October 10, 2013

Mortgage insurance (different from home insurance) is a poor option that should be avoided. Why? Other options?

2 thoughts on “October 10, 2013”

  1. Alex Christianson says:

    They are costly, might not be tax deductible, if you die your next of kin gets nothing, and it is insurance that is difficult to cancel. There is a “piggyback alternative”. Piggyback loans feature the ability to avoid private mortgage insurance (PMI) when the down payment or equity in your home is less than 20% of the value. By combining a first mortgage and a piggyback second mortgage, you may reduce your monthly payments below a traditional mortgage loan with PMI.

  2. Mike Finley says:

    You make many fine points, Alex. Let’s recap.

    Mortgage insurance pays off your mortgage when you die. Sounds good, right? It’s not. It is expensive and provides little in the way of options if you pass. It also shrinks by each passing year as the equity in your home builds. DO NOT BUY THIS EXPENSIVE AND UNNEEDED POLICY.

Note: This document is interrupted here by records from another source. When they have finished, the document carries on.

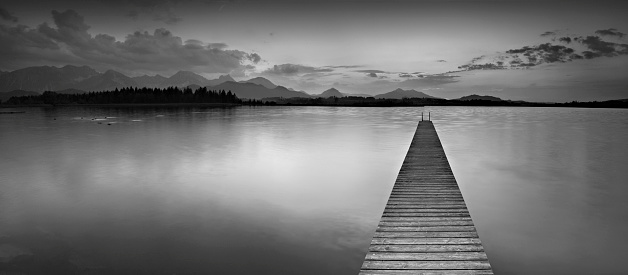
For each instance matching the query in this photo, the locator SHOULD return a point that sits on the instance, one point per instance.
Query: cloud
(6, 15)
(69, 41)
(371, 71)
(293, 69)
(169, 18)
(134, 14)
(603, 48)
(429, 81)
(565, 39)
(158, 10)
(529, 56)
(254, 57)
(345, 66)
(548, 33)
(610, 32)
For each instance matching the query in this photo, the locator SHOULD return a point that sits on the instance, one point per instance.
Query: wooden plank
(424, 272)
(423, 219)
(417, 241)
(426, 223)
(426, 256)
(426, 248)
(426, 227)
(426, 265)
(426, 214)
(392, 234)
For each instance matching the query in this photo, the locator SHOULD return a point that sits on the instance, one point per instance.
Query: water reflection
(229, 191)
(299, 190)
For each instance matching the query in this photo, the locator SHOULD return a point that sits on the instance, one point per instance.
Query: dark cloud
(530, 56)
(292, 69)
(219, 46)
(371, 71)
(565, 39)
(548, 33)
(254, 57)
(345, 66)
(601, 47)
(429, 81)
(134, 14)
(168, 18)
(610, 32)
(6, 15)
(68, 41)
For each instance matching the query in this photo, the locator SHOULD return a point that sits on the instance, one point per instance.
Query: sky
(360, 47)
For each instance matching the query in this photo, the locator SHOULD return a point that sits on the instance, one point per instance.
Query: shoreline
(125, 105)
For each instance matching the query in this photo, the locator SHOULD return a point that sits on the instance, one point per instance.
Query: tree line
(130, 95)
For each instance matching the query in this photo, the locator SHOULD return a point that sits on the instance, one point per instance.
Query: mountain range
(74, 79)
(400, 93)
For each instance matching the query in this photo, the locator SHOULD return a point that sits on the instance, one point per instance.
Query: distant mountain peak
(401, 93)
(331, 92)
(480, 97)
(262, 81)
(226, 77)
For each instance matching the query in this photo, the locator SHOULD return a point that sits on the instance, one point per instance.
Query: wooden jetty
(426, 227)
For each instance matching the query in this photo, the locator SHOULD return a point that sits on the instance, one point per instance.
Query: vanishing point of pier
(426, 227)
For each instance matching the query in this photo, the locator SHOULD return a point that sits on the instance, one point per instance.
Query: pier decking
(426, 227)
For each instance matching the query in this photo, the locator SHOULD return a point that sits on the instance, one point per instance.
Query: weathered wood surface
(426, 227)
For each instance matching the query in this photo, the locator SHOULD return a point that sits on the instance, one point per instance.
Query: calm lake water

    If you are concerned about the debt on your home if you pass, get an inexpensive term life policy at a clearinghouse online. Accuquote.com and Term4sale.com are two. The policy pays the people you leave behind, not the mortgage company. This gives them the option of paying off the house, paying part of it off, or not paying it off at all while managing that money differently as your love ones plan your life after you have passed. A term policy provides that kind of flexibility. A mortgage insurance policy does not. Knowledge is POWER!!!!!!!